Is the concept of the Objective-C categories in anyway similar to the concept of mixins? If so: what are the similarities? In not: what are the differences?
To the best of my understanding:
To be clear the answer is NO - they are not the same.
The differences are outlined by John Calsbeek in the accepted answer, but I would say the key difference is the one where mixins can be used in different classes, whereas categories always extend exactly one class - which they declare in their definition.
This is the key difference because it means the use cases for these two features are utterly different. Another way of looking at it is that, if you're coming from Ruby to Objective-C and missing your mixins, you won't find any joy with categories.
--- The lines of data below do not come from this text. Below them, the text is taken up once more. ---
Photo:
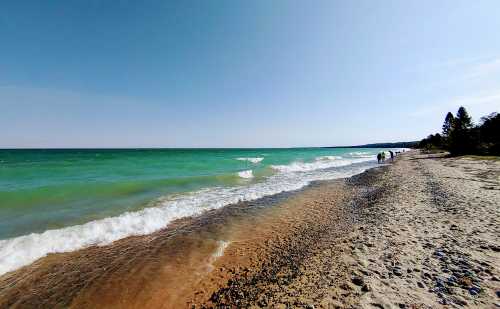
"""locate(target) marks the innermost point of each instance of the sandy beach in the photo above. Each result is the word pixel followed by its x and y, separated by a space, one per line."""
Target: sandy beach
pixel 420 233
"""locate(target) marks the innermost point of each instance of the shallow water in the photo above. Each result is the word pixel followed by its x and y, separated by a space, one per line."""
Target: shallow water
pixel 64 200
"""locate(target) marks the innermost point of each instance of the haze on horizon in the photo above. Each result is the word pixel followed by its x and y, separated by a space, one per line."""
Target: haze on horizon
pixel 242 74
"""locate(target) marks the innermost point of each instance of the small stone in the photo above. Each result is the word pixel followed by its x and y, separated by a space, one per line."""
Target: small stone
pixel 474 291
pixel 357 281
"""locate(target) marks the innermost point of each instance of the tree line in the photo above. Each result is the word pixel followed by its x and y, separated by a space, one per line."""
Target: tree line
pixel 461 136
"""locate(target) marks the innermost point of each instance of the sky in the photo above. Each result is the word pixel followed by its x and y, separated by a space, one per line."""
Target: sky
pixel 242 73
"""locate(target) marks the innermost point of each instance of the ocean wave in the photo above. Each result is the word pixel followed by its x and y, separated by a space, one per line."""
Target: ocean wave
pixel 246 174
pixel 253 160
pixel 319 163
pixel 23 250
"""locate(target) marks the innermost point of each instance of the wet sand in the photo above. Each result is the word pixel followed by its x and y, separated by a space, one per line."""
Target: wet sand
pixel 423 232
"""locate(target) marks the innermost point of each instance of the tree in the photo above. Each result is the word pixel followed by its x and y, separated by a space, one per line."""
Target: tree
pixel 489 132
pixel 463 122
pixel 448 124
pixel 461 139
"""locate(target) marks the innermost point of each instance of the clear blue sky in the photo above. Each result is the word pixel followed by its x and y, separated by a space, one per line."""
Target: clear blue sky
pixel 242 73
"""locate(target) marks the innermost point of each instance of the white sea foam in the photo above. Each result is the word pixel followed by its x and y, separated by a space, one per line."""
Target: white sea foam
pixel 221 247
pixel 253 160
pixel 362 154
pixel 246 174
pixel 320 163
pixel 23 250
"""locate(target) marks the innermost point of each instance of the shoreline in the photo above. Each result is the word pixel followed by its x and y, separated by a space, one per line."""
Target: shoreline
pixel 387 237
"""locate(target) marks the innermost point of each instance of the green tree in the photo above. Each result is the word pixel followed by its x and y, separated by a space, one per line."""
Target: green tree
pixel 448 124
pixel 489 132
pixel 461 139
pixel 463 122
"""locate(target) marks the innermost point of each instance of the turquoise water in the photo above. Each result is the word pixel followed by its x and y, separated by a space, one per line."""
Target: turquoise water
pixel 62 200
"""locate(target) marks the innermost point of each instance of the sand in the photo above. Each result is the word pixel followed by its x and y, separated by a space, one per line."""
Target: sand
pixel 423 232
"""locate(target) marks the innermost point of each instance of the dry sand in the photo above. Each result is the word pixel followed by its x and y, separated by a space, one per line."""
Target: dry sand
pixel 423 232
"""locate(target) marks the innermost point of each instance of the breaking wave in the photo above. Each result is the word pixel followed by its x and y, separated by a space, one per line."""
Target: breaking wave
pixel 253 160
pixel 23 250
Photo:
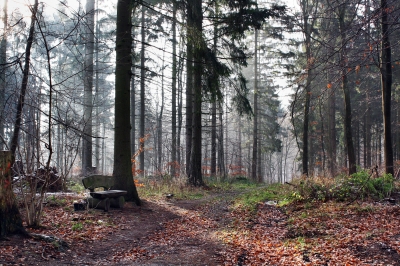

The use case for mixins is that you have some code - methods and instance variables - that you want to reuse in several classes that don't have a common superclass. You can't do that with categories.
Mixins are effectively "multiple-inheritance" of the type you don't find in Objective-C. The closest thing in objective-c is protocols, just as the closest thing Java is interfaces, but they have neither instance variables nor method bodies (in objective-C or java). So you're generally left with creating helper classes or putting code in superclasses.
The use case for objective-c categories is that you want to add methods to an existing class - even a system or library class.
I would say that mixins are more powerful, but since it's an apples-to-oranges comparison, it would be pointless.
To be accurate:
the Ruby equivalent of Categories, is to simply reopen the class you want to extend and extend it. (You can do that anywhere in Ruby, and it's effectively identical to Categories)
I'm not sure what the objective-c equivalent to Mixins is though - anyone?
[Update] A bit more searching, and no there isn't an equivalent of Mixins in Objective-C, but the enterprising Vladimir Mitrovic has created a library that effectively does it. https://github.com/vl4dimir/ObjectiveMixin
I'm in two minds as to whether to use it or not: sometimes if the language you're using doesn't support something, it's easier to work with it rather than fight it or try to import your favourite features from other languages. ("If you can't be with the programming language you love, love the one you're with").
Then again, perhaps that's just a bit to snooty of me. The whole Aspect Oriented Programming movement has been glomming features onto Java for years (but never gaining much traction, I might add, outside of JBoss). Anyway, Vladimir gets extra kudos for using Ninja Turtles in his example.
On another side node: as a relative objective-c noob, it seems to me that categories are way overused in sample code I find all over the web. It seems common practice to add static helper methods to system classes with categories, when it would be just as easy to create a helper class to house those methods in your project, with less risk of them breaking when the system class is updated or you import someone else's library with their own such categories. A common example is adding new static color methods to UIColor. Why not just add them to a local class?
The one really good use I've seen for categories is adding methods, not to system classes, but to generated classes. So when you generate classes from your core-data object model, and you want to add new constructors or other methods that really do belong in the model class, you can do it with categories, allowing you to safely regenerate the model class if you change your model, without losing your work.
In summary: - forget about categories as a solution for mixins - categories are good for core-data but overused and overrated otherwise
Categories are defined for a particular class, as far as I know, you can't create a category and add the methods it implements to several classes.
With a mixin, you might derive a new class from your base and the mixin, then instantiate this new class to take advantage of it.
With a category, you are effectively adding directly the base class, so that all instances of that base have access to the functionality provided by the category.